Через день! Люся-идеалистка позвонила, сказала, что Лужков приказал и домоуправление приказ выполнило: скосило все дворы, по всей Таганке головы повинной траве посносило. Жильцы умоляли, только что на коленях не ползали, стыдили двух пьяных худеньких слесарей не косить, уйти, объясняли, что не накопили на лето, выехать не могут, что крикливым старикам коммуналок, детям-одиночкам в толстых очках, что им только во дворах кирпичных по щиколотку в лете и бродить вечерами мечтательными, златыми, а те сказали, держась друг за друга, что им без разницы.
Им приказано так — они так, по-другому прикажут — они по-другому. Ну что делать! Ну что делать!
Где кто-нибудь?! кто кого любит-то? Только говорят.
Это был парк-сад для бедняцкой Таганки, что, Лужкову жалко, что ли?! Все знают, как Москва у него хорошеет, он старается, некоторые даже говорят (причем молодые, из нового поколения), что Лужков хороший человек. Но бедняки. Их власть, железная рука. Загадочны бедняки и их бедняцкая жизнь. Привередливы. Сосут ваше дыхание. Лужков не со зла. В своей кепчонке. Замотался. Взопрел. По правде хочет как лучше. Остохренел бардак. Порядка бы. Он, правда, мэр, он хочет, как лучше. По правде любит всю эту жизнь. Не разгадал бедности лишь. Кажется, человек страстный Лужков. И еще приказал ночью ловить дворняг. Жалеет нас. Ночью все слышно. Но это уже счеты. Прости, Лужков.
Потом гуляли, видим дом, заходим сбоку, в окне первого этажа, лицом к нам «Аленушка» — босые ножки, косынька ослабла, расплакалась, совсем расплелась. Свесив голову, сидит, волосами до цветущей воды достала. Земля этой водой, этим озером, этим глазом смотрит вверх. Аленушка смотрит специально вниз. Загляделась сама на себя.

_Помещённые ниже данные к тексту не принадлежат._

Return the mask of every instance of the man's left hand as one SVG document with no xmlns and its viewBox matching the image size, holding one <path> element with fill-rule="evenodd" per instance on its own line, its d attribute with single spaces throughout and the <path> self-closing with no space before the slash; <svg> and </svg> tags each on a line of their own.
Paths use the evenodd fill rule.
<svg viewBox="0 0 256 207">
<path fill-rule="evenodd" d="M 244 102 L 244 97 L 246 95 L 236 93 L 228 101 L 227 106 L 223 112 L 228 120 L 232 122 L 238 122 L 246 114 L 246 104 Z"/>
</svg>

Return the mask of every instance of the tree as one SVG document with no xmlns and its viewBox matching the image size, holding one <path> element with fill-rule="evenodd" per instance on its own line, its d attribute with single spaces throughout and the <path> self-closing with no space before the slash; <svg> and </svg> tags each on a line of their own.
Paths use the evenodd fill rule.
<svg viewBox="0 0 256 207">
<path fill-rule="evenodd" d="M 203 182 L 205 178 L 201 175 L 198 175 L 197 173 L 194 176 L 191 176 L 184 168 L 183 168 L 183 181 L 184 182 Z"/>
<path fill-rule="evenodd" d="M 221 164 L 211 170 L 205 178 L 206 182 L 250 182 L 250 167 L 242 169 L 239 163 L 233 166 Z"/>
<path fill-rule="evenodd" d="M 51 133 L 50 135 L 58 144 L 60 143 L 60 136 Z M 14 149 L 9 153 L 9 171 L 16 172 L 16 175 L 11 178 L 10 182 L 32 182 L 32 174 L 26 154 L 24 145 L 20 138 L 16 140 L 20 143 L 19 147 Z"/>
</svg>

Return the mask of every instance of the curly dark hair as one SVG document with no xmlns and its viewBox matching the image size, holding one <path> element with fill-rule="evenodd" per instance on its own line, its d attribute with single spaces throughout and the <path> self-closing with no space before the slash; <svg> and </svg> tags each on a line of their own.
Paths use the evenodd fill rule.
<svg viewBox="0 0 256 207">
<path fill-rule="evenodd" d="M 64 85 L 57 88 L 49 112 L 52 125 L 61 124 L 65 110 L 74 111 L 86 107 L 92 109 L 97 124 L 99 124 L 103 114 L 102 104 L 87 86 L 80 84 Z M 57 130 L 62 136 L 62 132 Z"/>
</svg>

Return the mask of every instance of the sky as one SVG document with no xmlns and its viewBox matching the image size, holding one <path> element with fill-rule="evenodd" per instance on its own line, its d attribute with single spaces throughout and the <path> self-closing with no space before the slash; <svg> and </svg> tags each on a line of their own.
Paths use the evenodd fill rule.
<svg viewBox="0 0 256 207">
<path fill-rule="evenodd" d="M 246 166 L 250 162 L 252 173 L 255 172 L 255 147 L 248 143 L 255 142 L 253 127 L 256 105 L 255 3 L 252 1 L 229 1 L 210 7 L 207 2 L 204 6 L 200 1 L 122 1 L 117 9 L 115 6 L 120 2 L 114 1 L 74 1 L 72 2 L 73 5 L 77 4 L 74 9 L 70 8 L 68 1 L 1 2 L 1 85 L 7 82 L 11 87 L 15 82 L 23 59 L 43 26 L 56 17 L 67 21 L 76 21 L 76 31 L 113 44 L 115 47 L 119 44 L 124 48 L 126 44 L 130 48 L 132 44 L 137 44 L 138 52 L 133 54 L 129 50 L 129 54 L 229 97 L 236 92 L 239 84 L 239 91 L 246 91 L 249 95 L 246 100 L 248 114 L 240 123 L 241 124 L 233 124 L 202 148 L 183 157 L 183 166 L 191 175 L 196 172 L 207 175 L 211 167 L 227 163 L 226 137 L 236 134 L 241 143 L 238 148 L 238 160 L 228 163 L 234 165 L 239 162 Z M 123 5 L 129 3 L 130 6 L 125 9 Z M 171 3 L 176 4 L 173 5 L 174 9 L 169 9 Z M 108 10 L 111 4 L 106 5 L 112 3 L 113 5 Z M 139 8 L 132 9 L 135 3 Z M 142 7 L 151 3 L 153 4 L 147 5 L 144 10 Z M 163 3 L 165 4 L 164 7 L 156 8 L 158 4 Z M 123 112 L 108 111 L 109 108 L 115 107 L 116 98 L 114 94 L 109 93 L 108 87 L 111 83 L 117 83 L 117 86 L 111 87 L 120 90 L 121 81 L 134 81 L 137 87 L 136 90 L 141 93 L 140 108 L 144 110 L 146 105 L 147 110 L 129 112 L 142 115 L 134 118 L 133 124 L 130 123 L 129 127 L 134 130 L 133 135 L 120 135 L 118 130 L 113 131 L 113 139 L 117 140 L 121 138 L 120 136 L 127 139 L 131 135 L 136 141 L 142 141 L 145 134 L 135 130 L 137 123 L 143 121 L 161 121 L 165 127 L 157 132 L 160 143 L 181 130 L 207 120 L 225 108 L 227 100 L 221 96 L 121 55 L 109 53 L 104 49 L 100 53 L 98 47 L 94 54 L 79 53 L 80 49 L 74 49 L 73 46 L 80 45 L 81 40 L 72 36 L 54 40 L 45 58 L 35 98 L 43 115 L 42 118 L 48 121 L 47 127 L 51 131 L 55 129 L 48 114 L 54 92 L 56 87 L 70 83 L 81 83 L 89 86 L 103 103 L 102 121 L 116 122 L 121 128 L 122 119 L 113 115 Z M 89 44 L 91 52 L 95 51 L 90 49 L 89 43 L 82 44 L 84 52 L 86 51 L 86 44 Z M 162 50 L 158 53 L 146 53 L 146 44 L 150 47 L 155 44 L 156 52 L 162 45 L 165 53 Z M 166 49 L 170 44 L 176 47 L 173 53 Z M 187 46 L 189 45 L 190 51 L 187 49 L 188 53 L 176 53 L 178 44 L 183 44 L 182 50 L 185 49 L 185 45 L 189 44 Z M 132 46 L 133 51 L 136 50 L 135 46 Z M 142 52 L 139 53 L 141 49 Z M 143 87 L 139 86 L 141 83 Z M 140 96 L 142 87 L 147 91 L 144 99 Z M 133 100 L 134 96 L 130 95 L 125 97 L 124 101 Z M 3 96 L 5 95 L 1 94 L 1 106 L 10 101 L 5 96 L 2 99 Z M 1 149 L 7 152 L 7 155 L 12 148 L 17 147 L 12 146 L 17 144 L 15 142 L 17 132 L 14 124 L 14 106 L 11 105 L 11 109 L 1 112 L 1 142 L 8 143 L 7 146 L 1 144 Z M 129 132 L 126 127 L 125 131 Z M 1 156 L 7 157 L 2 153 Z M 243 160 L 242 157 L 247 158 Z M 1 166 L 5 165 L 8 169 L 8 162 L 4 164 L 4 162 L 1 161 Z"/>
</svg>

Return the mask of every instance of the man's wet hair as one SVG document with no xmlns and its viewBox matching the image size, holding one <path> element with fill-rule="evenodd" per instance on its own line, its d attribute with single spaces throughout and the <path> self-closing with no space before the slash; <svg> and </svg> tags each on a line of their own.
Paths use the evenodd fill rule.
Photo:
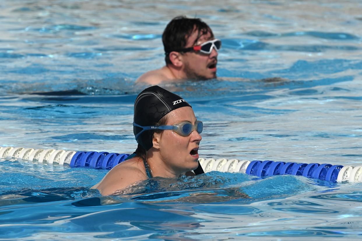
<svg viewBox="0 0 362 241">
<path fill-rule="evenodd" d="M 189 18 L 185 16 L 174 18 L 166 26 L 162 34 L 162 42 L 165 50 L 166 64 L 172 64 L 170 53 L 175 50 L 185 47 L 189 37 L 195 30 L 198 32 L 196 44 L 201 36 L 210 33 L 211 38 L 214 34 L 211 29 L 200 18 Z"/>
</svg>

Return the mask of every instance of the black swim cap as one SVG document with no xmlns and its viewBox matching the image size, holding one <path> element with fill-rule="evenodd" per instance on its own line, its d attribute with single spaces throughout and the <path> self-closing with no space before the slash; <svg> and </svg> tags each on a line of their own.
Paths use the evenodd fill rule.
<svg viewBox="0 0 362 241">
<path fill-rule="evenodd" d="M 142 126 L 155 125 L 166 114 L 180 107 L 191 106 L 178 95 L 157 85 L 143 90 L 135 101 L 133 122 Z M 142 129 L 133 126 L 135 136 Z M 137 142 L 146 150 L 152 147 L 152 130 L 141 134 Z"/>
</svg>

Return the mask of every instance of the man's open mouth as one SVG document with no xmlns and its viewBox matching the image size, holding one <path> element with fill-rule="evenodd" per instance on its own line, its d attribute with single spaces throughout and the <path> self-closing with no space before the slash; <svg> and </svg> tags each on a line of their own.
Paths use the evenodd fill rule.
<svg viewBox="0 0 362 241">
<path fill-rule="evenodd" d="M 214 69 L 216 68 L 216 63 L 212 63 L 210 64 L 207 66 L 207 68 L 209 69 Z"/>
</svg>

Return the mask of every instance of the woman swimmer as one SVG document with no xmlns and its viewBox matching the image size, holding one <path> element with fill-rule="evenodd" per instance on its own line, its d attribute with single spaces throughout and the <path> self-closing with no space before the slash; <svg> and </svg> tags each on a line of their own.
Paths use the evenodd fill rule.
<svg viewBox="0 0 362 241">
<path fill-rule="evenodd" d="M 190 171 L 194 169 L 195 174 L 203 173 L 198 154 L 202 122 L 181 97 L 157 86 L 145 89 L 135 102 L 133 121 L 135 155 L 92 188 L 109 195 L 152 177 L 193 175 Z"/>
</svg>

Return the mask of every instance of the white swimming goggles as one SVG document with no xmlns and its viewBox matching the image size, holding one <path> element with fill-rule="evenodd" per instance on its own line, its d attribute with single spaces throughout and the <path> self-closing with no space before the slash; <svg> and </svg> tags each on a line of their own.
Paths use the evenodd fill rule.
<svg viewBox="0 0 362 241">
<path fill-rule="evenodd" d="M 134 122 L 133 126 L 143 129 L 135 137 L 136 140 L 142 132 L 150 130 L 172 130 L 180 135 L 187 136 L 195 130 L 199 134 L 201 134 L 203 129 L 203 124 L 202 121 L 196 121 L 194 124 L 191 124 L 188 121 L 184 121 L 172 125 L 151 125 L 148 126 L 142 126 Z"/>
<path fill-rule="evenodd" d="M 194 51 L 203 53 L 210 54 L 212 51 L 212 48 L 214 48 L 216 51 L 218 51 L 221 48 L 221 40 L 218 39 L 207 41 L 200 45 L 195 45 L 190 48 L 180 48 L 173 51 L 177 52 L 189 52 Z M 169 51 L 171 52 L 171 51 Z"/>
</svg>

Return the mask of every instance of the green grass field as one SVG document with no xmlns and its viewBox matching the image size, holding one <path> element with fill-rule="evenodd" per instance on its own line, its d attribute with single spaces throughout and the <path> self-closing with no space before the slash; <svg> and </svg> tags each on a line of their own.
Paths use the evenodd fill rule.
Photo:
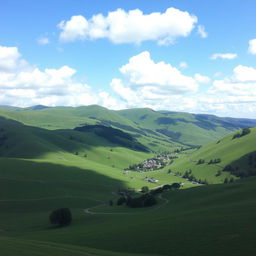
<svg viewBox="0 0 256 256">
<path fill-rule="evenodd" d="M 86 114 L 84 108 L 62 107 L 1 111 L 5 116 L 0 119 L 1 254 L 242 256 L 256 253 L 256 179 L 235 177 L 234 183 L 219 184 L 233 176 L 223 171 L 216 176 L 228 164 L 235 163 L 241 170 L 255 168 L 248 162 L 248 155 L 256 151 L 256 128 L 241 138 L 232 139 L 231 134 L 200 149 L 173 154 L 177 158 L 163 169 L 125 174 L 124 168 L 155 153 L 112 143 L 95 132 L 70 129 L 87 121 L 95 124 L 92 114 L 104 118 L 106 113 L 97 106 L 89 110 Z M 142 109 L 131 120 L 132 114 L 124 117 L 128 112 L 109 112 L 111 122 L 143 129 L 159 118 L 158 112 Z M 150 114 L 152 118 L 151 121 L 142 118 L 145 126 L 134 123 L 142 114 Z M 184 116 L 175 113 L 176 119 Z M 186 118 L 195 121 L 190 114 Z M 167 137 L 159 135 L 160 140 L 156 141 L 157 135 L 151 135 L 135 138 L 144 145 L 154 141 L 158 145 L 155 151 L 181 147 Z M 221 162 L 207 164 L 215 158 Z M 205 163 L 196 164 L 199 159 Z M 211 185 L 192 184 L 173 175 L 189 169 Z M 159 181 L 149 183 L 144 180 L 146 176 Z M 116 203 L 120 188 L 139 191 L 143 186 L 152 189 L 174 182 L 183 182 L 183 188 L 164 192 L 153 207 L 108 205 L 109 200 Z M 49 223 L 49 214 L 63 207 L 71 209 L 73 221 L 70 226 L 55 228 Z"/>
</svg>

— Это деревенские люди, лимитчики, — задышала Люся, багровея. Боялась, что я засмеюсь, не доверяла, что ли? Раз я в Германии была, нос задеру?
— Люся! — я прищурилась. — Знаю я, что в деревнях люди смотрят в мир окнами. «Аленушка» — это их глаза.
— Про это нельзя вслух! Про это нельзя мыслями! — всплеснулась Люся, загоревала. — Не выговаривай ты, проходи, не замечая! Шура! Шура! Целомудренней будь!
Обходим дом, под другими окнами той же семьи стоит стол, стул стоит, какая-то банка, и грядки посажены, собачонка откуда-то подбежала, облаяла, мы смотрим, а там же, у окон, будка этой собачонки, деревенские не понимают городской жизни, не знают, что нельзя, вылезают на землю из домов. А в глубине двора, между гаражей, за столом мужики играют в домино, выпивают.